La Lagarde non ha esperienza di banche centrali; la sua formazione non è quella di un economista, ma è quella propria di un avvocato d’affari con lunghe presenze nella politica e nelle istituzioni, nonché, da ultimo, nell’Fmi. Nell’esercizio di quest’ultima carica non si riscontrano significative innovazioni, quali sarebbero state necessarie, per esempio, per dare a tale organismo una funzione di monitoraggio della liquidità internazionale e per conferirgli compiti di controllo e prevenzione delle crisi, materia ora attribuita, con tutti i limiti della relativa disciplina, al Financial stability board.

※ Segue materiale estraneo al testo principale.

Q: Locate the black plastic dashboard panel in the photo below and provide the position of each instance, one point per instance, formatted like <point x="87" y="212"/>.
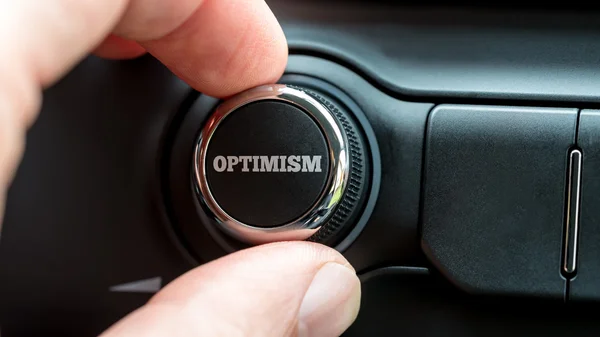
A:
<point x="86" y="210"/>
<point x="585" y="285"/>
<point x="447" y="53"/>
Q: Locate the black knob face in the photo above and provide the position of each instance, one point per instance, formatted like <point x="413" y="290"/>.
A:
<point x="281" y="163"/>
<point x="268" y="164"/>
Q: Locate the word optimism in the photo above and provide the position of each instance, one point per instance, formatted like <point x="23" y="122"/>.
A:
<point x="268" y="163"/>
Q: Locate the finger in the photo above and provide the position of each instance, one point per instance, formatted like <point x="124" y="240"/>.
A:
<point x="114" y="47"/>
<point x="285" y="289"/>
<point x="245" y="48"/>
<point x="221" y="47"/>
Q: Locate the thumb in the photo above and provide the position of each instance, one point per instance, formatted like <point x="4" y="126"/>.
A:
<point x="281" y="289"/>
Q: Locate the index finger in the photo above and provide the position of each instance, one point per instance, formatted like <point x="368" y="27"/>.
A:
<point x="218" y="46"/>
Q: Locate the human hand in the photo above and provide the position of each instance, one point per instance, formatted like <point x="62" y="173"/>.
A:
<point x="220" y="47"/>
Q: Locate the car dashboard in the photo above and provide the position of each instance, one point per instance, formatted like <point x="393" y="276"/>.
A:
<point x="477" y="211"/>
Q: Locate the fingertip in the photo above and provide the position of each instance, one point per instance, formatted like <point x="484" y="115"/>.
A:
<point x="225" y="47"/>
<point x="118" y="48"/>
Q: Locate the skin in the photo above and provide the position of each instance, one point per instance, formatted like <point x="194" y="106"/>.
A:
<point x="219" y="47"/>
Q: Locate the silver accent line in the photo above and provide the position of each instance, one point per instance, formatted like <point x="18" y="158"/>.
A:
<point x="310" y="222"/>
<point x="572" y="212"/>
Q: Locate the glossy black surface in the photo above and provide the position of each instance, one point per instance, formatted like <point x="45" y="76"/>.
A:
<point x="585" y="286"/>
<point x="267" y="199"/>
<point x="494" y="197"/>
<point x="450" y="52"/>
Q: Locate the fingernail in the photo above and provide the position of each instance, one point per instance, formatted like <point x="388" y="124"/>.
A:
<point x="331" y="303"/>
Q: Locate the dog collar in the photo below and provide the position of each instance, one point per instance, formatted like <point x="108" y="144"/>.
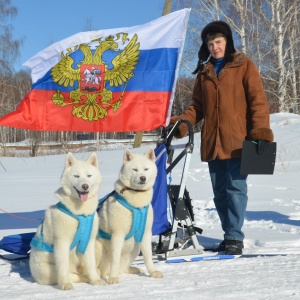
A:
<point x="127" y="188"/>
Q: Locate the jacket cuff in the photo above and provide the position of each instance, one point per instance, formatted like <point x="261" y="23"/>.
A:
<point x="262" y="134"/>
<point x="182" y="129"/>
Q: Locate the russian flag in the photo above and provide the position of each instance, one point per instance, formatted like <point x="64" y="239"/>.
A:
<point x="111" y="80"/>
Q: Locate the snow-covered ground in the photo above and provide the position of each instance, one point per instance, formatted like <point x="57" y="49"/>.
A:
<point x="272" y="226"/>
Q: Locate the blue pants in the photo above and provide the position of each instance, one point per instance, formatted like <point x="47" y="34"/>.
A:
<point x="230" y="195"/>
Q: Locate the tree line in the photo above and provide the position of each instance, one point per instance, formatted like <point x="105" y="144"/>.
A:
<point x="267" y="31"/>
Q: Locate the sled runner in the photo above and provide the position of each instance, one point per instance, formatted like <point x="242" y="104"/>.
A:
<point x="181" y="238"/>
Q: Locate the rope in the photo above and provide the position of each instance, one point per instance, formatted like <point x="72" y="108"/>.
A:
<point x="16" y="216"/>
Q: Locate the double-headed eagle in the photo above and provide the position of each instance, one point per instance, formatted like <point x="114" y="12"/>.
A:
<point x="92" y="97"/>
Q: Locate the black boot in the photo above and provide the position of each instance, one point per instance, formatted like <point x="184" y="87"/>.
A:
<point x="233" y="247"/>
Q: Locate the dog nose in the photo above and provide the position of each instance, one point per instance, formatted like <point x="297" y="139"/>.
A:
<point x="85" y="186"/>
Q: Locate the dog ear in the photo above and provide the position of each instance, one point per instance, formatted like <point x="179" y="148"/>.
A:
<point x="150" y="154"/>
<point x="70" y="161"/>
<point x="128" y="156"/>
<point x="93" y="160"/>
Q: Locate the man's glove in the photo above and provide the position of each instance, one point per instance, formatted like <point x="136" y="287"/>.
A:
<point x="261" y="147"/>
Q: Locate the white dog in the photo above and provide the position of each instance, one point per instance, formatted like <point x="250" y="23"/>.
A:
<point x="63" y="249"/>
<point x="126" y="217"/>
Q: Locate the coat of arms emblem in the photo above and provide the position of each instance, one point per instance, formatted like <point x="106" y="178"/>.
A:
<point x="93" y="77"/>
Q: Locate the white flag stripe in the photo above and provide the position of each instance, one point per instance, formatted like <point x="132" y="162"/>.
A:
<point x="165" y="32"/>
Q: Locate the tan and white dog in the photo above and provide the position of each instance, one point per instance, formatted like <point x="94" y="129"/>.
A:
<point x="126" y="217"/>
<point x="63" y="249"/>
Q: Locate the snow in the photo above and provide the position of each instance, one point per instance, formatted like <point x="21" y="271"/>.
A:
<point x="272" y="226"/>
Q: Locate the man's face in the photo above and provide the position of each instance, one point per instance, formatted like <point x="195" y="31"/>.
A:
<point x="217" y="47"/>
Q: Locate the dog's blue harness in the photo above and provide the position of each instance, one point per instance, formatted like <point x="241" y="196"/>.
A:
<point x="139" y="218"/>
<point x="82" y="236"/>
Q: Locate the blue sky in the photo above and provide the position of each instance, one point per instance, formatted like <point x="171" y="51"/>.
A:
<point x="43" y="22"/>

Certo una francese alla testa della Bce dovrebbe rendere possibile l’entrata nel Comitato esecutivo dell’Istituto da parte di un italiano che ne abbia i titoli, cogliendo la conclusione, il primo gennaio prossimo, del mandato del francese Benoit Coeuré. Intanto, ci apprestiamo a valutare i rispettivi contenuti programmatici quando le due designate affronteranno le prescritte audizioni nell’Europarlamento. Potrebbe la nomina della Lagarde avere un valore ultrattivo, nel senso che la carica di direttore dell’Fmi che lascia possa essere conferita a Mario Draghi, una volta venuto a scadenza il mandato dello stesso? È possibile, anche se sarà necessario eliminare il vincolo dell’anzianità massima che non permetterebbe a Draghi di assumere l’incarico.

Se si riscontrerà una volontà politica convergente, la modifica dell’ordinamento del Fondo non sarebbe difficile. Una tale scelta potrebbe essere un fatto che fa apprezzare, prevalentemente per le conseguenze, la designazione di Lagarde. Per il resto, è molto probabile che si accentuerà il valore della collegialità nel Consiglio direttivo della Bce e la capacità della nominata starà nel fruire adeguatamente degli apporti che verranno dalle diverse tendenze e specializzazioni. Per ora non si può che riservarsi il giudizio.

La Bce del dopo Draghi ha vieppiù necessità, soprattutto se si accingesse a rilanciare il quantitative easing, di una guida salda, competente e autorevole, capace di resistere a spinte contrapposte e in grado di pilotare l’evoluzione delle iniziative, come finora è accaduto, nonché di stabilire fruttuose relazioni con gli organi dell’Eurozona e dell’Unione in generale. I congegni sono assai delicati. Vedremo come saranno impiegati.